IT is amazing how often our decisions are made through faulty analysis or without much thought.
In many instances, these may be excusable, especially if the potential consequences are self-limiting or carry a low cost. For example, deciding which restaurant to patronise falls into this category.
Similarly, if we were to fall for a snake oil salesman’s slick pitch, we could lose a few ringgit, unless, of course, his products were laced with arsenic or some other dangerous substances, which could prove fatal.
However, when there is a raging pandemic or a deadly race riot, what can be simple decisions can have life-or-death consequences.
For example, the first surge of Covid-19 in Malaysia was triggered by the mass Tablighi Jamaat gathering in a mosque at Kuala Lumpur in late February 2020.
And during the May 1969 riot, an otherwise inconsequential decision to go for an afternoon movie downtown cost a schoolgirl her best friend, and for herself, endless nightmares – both literal and figurative – as Hanna Alkaf related in her riveting autobiographical novel, The Weight of Our Sky.
One must be circumspect in making even the simplest and seemingly inconsequential decisions. What may seem like a routine choice, done countless times before, could have changed circumstances that you are unaware of – just as it did on that
fateful day in May for the innocent schoolgirls in that novel.
Yet, during the Covid-19 pandemic, there were those who claimed that we should fear God more than this sub-microscopic virus. Sadly, more than a few paid with their lives for their failure to critically assess the veracity as well as wisdom behind their faith leaders’ advice.
This reluctance to think critically is not an affliction peculiar only to the poor, uninformed, uneducated or those in the Third World.
Being smart is no assurance that you would not be taken in. Being smart in one area does not necessarily always translate to another, and you may find yourself in an entirely new environment where your previous assumptions no longer apply.
Tourists are easy prey precisely because they lack awareness of their new environment or assume that their old assumptions still apply.
Even the wise and prudent can fall victim.
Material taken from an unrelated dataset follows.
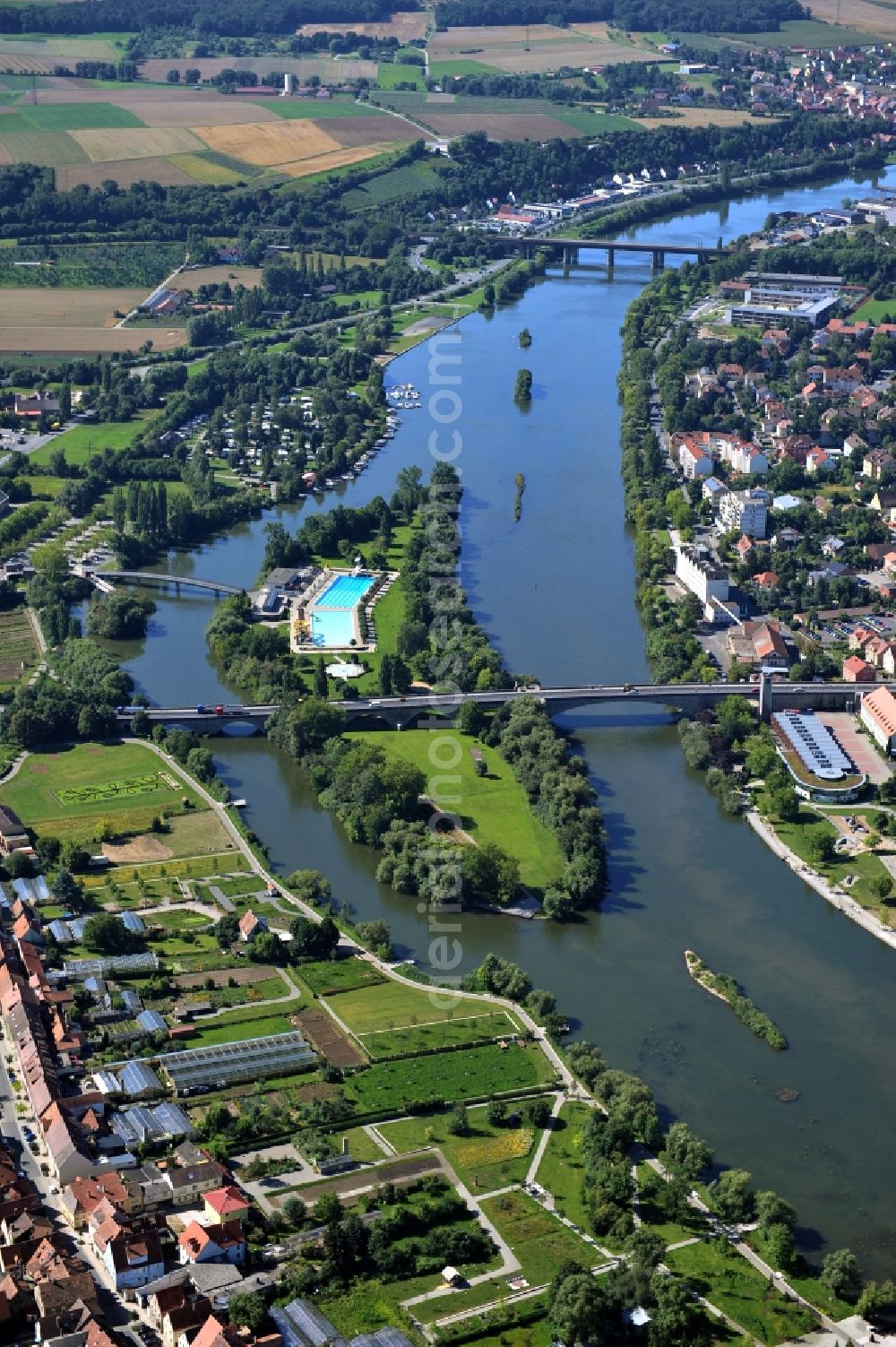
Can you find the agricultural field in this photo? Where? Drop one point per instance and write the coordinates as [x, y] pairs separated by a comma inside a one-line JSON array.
[[701, 117], [448, 1076], [392, 74], [866, 16], [340, 975], [248, 276], [304, 67], [90, 133], [67, 794], [40, 307], [19, 650], [489, 1157], [106, 267], [90, 438], [537, 1237], [401, 26], [513, 48], [392, 185], [494, 808], [65, 340], [395, 1005]]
The implicit assumption that they can trust their skills and smartness or the integrity of those they are dealing with based on nothing more than the nebulous notions of reputation, expertise or familiarity can often prove to be misplaced.
In 2008 Bernie Madoff, a prominent Wall Street money manager, was arrested for running what later was proven to be but an elaborate Ponzi scheme.
His clients were all smart and otherwise successful. He knew that they would ask tough questions. To discourage that, he gained their confidence the old-fashioned way.
He “guaranteed” his early investors a steady stream of great returns. Except that they were not true returns, rather cash from new investors lured by the promise of generous profits. He blunted their critical faculties with cash, the old tried-and-true way.
We are familiar with magic shows, or as they are called in Malay, silap mata, literally meaning “a slip of the eye”. The magician would distract you and, in that split second, would pull a pigeon from beneath his long, baggy sleeve, and the audience would gasp in amazement.
Silap mata is a more accurate and evocative description of the trick than the English term “sleight of hand.” The trick is in the eye, not the hand.
When we accept an assertion without exercising our critical faculties, we are allowing ourselves to be given a silap minda, a trick on our mind. It is akin to the magician’s sleight of hand or silap mata, except that it is our minds, not our eyes, being deceived.
In a magic show or silap mata, our eyes are momentarily diverted. In silap minda, however, we are distracted by what psychologists call information pollution – a glut of erroneous and misleading data that lulls us into thinking we are making the right decisions based on “facts”.
Critical thinking helps guide us from blindly following others, as Madoff’s later clients did with his earlier ones.
Madoff’s later clients bring to mind the fable of the two donkeys – one loaded with bags of salt, the other with cotton. As they were crossing a creek, the salt-carrying donkey slipped. When it got up, the load felt lighter because some of the salt had leached out. This prompted the donkey to continue slipping, as with every slip, its load became lighter.
This in turn led the donkey carrying the cotton to do likewise, only to find its load heavier with each fall as the cotton had absorbed the water.
So, beware. Things may not seem to be what you expect or desire.